Unfortunately, coronavirus affected our plans. Some scientific events and meetings have been postponed. Nevertheless, we expect to achieve a lot by the end of the year. I have become a bit superstitious here in Russia and prefer to talk about results when they are reached in order not to press our luck.
I want to share one thought which popped into my head during my international work experience. I can see how the world is gorgeous, deep, and diverse. I genuinely believe that there are no geographical, cultural, political, or any other borders for those who devote their life to science and medicine. For real scientists, patients are beyond citizenship or nationality. I’m happy to know that there are high-level people at institutions who trust scientists and are ready to support initiatives helping to achieve a global target.
About the future of nuclear medicine
The world nuclear medicine is a very dynamic industry that annually creates new tools and technologies for cancer therapy and diagnosis. Even five years ago, we couldn't expect such a rapid growth of the radiopharmaceutical sector as well as imagine that this sector would start its progressive transformation to the classic pharmaceutical business.
Competition among players increases every single year, with new companies coming to the radiopharmaceutical market with their know-how. At present, there are many radiopharmaceutical products in research or already at the advanced clinical stage. Hopefully, soon doctors and physicians will come up with new medicinal weapons to cure cancer. For those companies who want to "get on board," there is no time for deep thinking or analysis. It’s the best time for action.

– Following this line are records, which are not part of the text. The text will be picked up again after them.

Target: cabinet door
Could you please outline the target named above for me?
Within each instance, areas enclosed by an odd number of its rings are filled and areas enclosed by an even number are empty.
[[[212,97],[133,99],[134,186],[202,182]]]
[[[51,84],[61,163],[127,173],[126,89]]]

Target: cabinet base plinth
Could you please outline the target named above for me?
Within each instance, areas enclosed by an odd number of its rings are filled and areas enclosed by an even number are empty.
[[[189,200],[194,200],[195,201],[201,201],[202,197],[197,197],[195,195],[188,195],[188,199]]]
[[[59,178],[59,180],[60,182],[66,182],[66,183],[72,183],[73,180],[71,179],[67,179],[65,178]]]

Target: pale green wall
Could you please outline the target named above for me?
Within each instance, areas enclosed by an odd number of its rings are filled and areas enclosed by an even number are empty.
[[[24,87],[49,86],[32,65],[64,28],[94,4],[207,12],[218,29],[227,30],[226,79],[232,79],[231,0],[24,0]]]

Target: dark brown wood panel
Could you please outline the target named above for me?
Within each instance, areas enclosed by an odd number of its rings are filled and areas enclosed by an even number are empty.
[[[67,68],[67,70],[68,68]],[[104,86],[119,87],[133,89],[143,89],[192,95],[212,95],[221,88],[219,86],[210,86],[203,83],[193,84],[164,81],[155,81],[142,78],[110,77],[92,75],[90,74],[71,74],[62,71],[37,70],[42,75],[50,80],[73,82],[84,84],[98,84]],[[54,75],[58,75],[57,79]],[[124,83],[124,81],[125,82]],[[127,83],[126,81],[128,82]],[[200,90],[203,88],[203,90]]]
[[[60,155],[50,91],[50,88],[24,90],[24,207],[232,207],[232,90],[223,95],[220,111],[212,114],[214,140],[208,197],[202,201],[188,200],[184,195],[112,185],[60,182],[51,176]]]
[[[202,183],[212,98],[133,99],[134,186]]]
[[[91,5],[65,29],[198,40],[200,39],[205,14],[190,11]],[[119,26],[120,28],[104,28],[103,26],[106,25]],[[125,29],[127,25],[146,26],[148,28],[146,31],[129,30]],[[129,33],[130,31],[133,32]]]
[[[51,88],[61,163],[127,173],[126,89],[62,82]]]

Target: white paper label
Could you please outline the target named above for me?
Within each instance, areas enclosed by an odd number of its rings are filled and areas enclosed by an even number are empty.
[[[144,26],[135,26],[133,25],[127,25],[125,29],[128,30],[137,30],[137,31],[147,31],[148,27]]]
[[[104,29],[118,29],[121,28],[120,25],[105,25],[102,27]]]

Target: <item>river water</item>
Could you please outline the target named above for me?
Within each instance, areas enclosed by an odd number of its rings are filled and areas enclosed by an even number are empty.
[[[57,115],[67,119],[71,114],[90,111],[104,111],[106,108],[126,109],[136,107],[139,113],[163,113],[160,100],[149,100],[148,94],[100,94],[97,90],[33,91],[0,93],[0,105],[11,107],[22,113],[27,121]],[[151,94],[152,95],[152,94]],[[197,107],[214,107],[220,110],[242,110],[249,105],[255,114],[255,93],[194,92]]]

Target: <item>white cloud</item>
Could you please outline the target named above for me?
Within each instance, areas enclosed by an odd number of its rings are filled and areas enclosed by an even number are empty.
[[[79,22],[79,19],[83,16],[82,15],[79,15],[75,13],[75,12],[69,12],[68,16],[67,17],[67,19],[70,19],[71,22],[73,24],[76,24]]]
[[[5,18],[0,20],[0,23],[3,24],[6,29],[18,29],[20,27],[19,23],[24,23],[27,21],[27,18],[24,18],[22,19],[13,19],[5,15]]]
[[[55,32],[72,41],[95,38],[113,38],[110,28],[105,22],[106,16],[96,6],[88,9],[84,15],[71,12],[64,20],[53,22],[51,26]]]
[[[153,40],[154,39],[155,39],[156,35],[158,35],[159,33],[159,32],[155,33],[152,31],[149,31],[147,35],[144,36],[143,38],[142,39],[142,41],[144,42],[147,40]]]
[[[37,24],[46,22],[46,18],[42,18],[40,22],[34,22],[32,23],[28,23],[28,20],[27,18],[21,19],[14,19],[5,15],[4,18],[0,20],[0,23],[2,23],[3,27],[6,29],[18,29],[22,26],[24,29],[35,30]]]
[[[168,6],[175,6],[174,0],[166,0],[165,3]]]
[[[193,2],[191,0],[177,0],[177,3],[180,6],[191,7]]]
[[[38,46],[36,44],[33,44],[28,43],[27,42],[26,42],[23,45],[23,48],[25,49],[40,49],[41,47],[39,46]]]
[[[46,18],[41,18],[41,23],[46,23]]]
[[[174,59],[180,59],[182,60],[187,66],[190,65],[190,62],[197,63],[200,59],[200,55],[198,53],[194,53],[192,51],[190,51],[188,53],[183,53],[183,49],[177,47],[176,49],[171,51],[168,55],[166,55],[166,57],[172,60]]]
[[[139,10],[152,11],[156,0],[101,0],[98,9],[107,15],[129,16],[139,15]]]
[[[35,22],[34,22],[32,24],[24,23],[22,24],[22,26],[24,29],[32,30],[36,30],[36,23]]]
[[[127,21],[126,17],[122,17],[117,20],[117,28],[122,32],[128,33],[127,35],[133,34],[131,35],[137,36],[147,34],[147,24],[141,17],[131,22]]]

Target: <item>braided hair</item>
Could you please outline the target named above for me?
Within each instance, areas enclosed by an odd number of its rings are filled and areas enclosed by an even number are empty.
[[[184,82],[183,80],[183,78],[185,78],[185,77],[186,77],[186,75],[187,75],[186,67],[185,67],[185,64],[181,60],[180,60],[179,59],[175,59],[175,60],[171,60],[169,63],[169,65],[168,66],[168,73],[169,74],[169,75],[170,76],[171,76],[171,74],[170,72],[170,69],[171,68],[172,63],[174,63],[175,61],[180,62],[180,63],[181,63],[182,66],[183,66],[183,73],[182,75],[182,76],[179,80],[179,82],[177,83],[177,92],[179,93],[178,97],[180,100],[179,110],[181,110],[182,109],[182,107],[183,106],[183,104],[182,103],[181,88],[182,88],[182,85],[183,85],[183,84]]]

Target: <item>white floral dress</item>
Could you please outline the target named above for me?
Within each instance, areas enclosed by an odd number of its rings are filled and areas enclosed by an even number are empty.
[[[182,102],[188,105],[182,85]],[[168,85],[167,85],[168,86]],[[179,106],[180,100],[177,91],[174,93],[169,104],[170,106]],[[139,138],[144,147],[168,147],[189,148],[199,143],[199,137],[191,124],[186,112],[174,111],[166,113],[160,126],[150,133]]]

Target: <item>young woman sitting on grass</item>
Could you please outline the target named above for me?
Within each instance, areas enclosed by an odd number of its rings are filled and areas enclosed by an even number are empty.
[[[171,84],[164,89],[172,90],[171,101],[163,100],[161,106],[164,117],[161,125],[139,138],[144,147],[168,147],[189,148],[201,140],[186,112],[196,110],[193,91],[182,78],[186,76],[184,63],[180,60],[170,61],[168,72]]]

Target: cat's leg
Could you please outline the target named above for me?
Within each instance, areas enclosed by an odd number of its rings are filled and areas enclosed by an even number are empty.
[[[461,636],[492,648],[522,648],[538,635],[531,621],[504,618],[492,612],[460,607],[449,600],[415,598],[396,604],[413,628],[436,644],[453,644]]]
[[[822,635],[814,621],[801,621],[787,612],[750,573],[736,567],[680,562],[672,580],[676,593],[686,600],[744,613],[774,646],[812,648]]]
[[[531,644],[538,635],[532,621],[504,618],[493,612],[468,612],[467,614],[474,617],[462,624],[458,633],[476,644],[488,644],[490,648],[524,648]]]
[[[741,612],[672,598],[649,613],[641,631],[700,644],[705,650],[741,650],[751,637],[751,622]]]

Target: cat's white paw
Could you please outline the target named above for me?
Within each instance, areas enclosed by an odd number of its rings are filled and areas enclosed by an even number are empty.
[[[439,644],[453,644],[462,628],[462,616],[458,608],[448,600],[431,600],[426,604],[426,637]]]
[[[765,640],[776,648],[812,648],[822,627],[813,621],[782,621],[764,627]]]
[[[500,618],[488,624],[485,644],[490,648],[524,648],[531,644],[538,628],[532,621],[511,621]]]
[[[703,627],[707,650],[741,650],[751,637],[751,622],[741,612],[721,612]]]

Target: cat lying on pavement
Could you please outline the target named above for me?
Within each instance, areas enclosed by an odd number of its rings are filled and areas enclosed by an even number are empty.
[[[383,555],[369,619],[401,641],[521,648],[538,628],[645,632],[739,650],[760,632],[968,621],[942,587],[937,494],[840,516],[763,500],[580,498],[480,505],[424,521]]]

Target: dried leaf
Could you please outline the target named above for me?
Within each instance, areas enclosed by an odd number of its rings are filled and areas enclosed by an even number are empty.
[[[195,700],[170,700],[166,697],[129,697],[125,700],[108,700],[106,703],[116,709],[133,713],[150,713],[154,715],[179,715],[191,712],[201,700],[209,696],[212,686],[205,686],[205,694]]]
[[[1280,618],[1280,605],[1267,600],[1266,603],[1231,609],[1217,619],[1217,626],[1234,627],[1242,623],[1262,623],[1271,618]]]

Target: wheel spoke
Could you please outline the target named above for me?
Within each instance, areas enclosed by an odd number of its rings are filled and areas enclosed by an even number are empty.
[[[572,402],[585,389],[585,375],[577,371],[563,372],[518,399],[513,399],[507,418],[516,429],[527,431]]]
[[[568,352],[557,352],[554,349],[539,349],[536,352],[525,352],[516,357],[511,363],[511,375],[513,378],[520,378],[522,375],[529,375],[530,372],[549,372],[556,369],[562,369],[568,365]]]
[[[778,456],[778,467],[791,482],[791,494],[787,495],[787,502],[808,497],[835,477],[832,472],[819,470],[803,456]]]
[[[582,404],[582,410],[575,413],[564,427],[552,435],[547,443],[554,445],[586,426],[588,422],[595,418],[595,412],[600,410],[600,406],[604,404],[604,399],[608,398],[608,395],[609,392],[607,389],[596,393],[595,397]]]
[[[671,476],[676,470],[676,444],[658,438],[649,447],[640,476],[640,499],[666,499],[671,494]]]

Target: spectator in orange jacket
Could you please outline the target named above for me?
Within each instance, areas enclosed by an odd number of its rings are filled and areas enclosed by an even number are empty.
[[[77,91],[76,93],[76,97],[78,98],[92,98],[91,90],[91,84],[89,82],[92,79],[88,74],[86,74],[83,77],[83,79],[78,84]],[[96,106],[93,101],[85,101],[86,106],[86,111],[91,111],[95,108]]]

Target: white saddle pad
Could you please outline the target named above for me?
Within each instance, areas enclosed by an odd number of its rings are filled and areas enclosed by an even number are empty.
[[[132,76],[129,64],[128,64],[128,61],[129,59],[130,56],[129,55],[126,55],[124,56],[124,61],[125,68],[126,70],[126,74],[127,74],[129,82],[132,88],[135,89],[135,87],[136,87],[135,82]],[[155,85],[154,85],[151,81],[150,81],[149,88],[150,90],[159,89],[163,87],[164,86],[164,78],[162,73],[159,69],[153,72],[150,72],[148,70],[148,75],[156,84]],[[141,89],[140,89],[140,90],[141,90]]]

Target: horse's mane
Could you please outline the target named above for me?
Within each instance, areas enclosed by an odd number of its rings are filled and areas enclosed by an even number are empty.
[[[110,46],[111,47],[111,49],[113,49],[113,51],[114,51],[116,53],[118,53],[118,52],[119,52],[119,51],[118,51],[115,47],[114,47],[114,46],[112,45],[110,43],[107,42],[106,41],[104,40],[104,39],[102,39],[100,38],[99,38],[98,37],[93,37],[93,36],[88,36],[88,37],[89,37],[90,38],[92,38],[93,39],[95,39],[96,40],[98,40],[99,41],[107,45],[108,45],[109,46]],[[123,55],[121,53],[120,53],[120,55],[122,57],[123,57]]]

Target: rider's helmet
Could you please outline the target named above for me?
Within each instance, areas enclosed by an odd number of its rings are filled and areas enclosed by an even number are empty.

Certainly, considering the complexity of the radiopharmaceutical field when you work with a radioactive product, there is always a possibility in the market to improve your product quality and its safety. This is a top priority for all contributors – from raw material producers to physicians working at a radiopharmaceutical laboratory. In my opinion, ROSATOM is working a lot on this task within its sustainable development strategy. One of the 17 United Nation’s sustainable development goals is good health and the radiopharmaceutical business is doing a lot nowadays to contribute to this target.
Considering the current international activities of ROSATOM, I hope to continue developing our productive relationship in the future – possibly from somewhere in Europe, possibly from Italy.